In the late 1800s and early 1900s, Dr. Ray Vaughn Pierce, who had facilities in Buffalo, New York, and London, became famous for his mail-order medicines. Things like "Dr. Pierce's Golden Medical Discovery Pills," "Dr. Pierce's Favorite Prescription Tablets," and "Dr. Pierce's Pleasant Pellets" may sound laughable now, but the opium-laced pills—which he peddled as cures for all sorts of "feminine ailments" like hysteria, fatigue, and menstruation pains—were hugely popular.
It wasn't just the addictive substances that buoyed sales of Dr. Pierce's wares, though; he was also a marketing innovator. In addition to billboards and broadsides, he published testimonial pamphlets, the most famous of which, The People's Common Sense Medical Adviser, sold a million copies. One such advertorial concerned itself—interspersed among the cure-all claims—with dream interpretations and bridal superstitions.
How To Tell If There's A Wedding Brewing
At the table, if two spoons are accidentally put down together, there will soon be a wedding in the family. If, by chance, an unmarried woman or a bachelor be placed between a married couple at supper, that person will soon become engaged. A strange white pigeon flying near a house is a sign that someone there will be married within a year. To see a caged bird in one's dream indicates a forthcoming wedding.
To Take Matters Into Your Own Hands
Sometimes a gal's gotta know what her marriage prospects are, and she just can't wait for a strange white pigeon. That's where the following comes into play.
She must find a green pea-pod with exactly nine peas in it, and hang it over the door of a room or entry-way without letting anybody know about it; she must then watch the door and see who goes through first. If it is an unmarried young man, or a bachelor, she will positively be married before the current crop of peas is disposed of; if it is a woman, she will have to sigh in single-blessedness another year.
You're Getting Married! But First, Watch Your Step
This one requires a little background knowledge: "Calling of the banns" refers to a practice of publicly declaring your intention to be wed.
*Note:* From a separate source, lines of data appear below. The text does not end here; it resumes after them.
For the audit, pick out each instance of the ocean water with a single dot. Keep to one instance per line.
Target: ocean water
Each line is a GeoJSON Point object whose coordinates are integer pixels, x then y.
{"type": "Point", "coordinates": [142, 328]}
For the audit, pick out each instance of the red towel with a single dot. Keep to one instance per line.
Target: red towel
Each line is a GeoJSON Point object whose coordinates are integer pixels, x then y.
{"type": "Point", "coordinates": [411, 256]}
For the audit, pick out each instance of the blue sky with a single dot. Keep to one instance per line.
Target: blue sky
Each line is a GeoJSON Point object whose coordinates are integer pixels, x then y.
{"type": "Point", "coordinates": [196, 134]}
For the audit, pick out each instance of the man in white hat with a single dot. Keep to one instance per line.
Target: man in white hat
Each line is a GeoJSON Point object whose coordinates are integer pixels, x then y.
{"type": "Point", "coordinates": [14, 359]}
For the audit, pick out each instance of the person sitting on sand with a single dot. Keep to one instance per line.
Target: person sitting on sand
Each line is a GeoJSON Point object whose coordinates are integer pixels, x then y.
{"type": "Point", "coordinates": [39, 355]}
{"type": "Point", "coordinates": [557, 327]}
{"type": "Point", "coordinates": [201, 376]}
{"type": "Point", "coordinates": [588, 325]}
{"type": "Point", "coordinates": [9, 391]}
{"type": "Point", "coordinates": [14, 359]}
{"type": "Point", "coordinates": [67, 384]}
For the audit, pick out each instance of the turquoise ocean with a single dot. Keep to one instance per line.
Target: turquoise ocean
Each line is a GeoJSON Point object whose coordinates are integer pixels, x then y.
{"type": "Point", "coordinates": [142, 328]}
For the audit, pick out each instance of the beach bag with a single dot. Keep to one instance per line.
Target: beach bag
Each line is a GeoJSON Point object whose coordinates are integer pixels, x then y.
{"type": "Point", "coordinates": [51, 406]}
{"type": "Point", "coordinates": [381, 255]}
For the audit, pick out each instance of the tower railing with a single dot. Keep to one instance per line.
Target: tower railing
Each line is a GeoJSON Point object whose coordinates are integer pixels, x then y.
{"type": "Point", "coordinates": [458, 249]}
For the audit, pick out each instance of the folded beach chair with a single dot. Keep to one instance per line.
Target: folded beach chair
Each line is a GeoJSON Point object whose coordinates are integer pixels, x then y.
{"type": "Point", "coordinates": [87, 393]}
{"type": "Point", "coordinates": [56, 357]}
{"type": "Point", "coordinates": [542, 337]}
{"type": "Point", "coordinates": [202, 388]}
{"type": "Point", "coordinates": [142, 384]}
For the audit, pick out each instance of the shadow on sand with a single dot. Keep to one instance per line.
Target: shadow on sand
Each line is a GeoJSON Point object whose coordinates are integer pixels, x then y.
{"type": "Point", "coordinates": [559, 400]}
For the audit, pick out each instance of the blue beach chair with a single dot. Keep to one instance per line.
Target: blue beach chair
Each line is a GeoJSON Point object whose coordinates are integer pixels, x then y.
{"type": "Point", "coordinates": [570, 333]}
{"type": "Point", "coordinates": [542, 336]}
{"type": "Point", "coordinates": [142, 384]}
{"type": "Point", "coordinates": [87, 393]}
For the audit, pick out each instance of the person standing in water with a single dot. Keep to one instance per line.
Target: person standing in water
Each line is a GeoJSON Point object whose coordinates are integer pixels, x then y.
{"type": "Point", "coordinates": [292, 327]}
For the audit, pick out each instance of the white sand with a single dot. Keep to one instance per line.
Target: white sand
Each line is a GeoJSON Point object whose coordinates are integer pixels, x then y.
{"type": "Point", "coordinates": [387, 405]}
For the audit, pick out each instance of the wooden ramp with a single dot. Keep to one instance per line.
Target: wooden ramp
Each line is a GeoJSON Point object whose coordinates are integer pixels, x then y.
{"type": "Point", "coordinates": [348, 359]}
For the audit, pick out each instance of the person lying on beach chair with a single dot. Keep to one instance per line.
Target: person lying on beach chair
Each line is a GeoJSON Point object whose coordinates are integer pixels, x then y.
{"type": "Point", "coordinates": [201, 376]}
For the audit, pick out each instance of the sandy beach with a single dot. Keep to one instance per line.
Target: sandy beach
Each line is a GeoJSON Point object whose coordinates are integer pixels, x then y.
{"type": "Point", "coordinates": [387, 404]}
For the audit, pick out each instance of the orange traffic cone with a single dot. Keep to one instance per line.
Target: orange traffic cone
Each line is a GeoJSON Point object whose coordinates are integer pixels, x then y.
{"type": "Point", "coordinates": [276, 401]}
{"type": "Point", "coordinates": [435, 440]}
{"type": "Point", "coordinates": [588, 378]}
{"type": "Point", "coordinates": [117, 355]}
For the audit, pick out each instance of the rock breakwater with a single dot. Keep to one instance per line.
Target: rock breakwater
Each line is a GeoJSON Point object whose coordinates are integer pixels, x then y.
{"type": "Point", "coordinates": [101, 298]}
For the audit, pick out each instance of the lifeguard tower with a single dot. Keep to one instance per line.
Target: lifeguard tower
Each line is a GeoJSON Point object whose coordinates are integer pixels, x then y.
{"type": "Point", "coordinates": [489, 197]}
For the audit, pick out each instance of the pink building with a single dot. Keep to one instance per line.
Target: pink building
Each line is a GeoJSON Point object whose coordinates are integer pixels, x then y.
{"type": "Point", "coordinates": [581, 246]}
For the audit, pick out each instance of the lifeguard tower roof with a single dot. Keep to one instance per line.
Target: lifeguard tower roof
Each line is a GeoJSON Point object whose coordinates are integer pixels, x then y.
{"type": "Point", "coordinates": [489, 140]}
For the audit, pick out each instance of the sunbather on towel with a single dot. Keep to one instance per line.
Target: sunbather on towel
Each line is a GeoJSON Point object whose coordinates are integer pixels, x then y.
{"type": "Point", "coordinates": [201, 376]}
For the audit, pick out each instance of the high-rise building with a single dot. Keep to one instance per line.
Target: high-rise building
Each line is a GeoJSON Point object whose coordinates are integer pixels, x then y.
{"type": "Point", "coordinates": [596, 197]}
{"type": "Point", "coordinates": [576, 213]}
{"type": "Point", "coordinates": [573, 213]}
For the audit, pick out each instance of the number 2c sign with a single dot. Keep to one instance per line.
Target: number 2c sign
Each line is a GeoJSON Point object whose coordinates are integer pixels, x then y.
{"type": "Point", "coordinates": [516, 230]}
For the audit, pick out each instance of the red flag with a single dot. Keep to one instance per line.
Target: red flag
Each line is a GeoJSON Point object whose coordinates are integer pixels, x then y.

Between the calling of the banns and the wedding, the spirits of evil and envy are said to have great power. Therefore at this time the engaged couple should guard against a lovers' quarrel, exercise caution when going down stairs, not to stumble, and they should not be photographed together.
The first two sound like perfectly solid advice for engagements and beyond. But that last suggestion might have to be amended for any 21st Century editions of Dream Book Bridal Superstitions.
It's the Big Day
But beware! You may think it's all bouquet tosses and and wedded bliss from here on out, but there's still plenty that can go wrong.
On no account should a bride or a bridegroom be handed a telegram on the way to church. The bride must be careful when leaving the church to put her right foot first. It is deemed most unfortunate for a bride to make the first step into the new world with the left foot. To have an unequal number of guests at the wedding breakfast or supper is unlucky.
When to tie the knot
Even before you start following the preceding instructions to a tee, you should ensure that you pick a particularly auspicious date. Here's a helpful guide.
January—If married in January, the wife will live longer than her husband. February—In February, domestic happiness will prevail. March—In March, the couple will eventually make their home abroad. April—The April bride very decidedly rules the roost. May—May is considered unlucky for weddings. June—June is an exceptionally lucky month and promises lasting love to its bridal couples. July—July marriages are apt to be crisscrossed with sunshine and shadow. August—August is noted for its ideally mated couples. September—September marriages run a smooth, congenial course. October—October, either love or money will be lacking in the future for those who join hands this month. November—November promises prosperity. December—December a life full of love.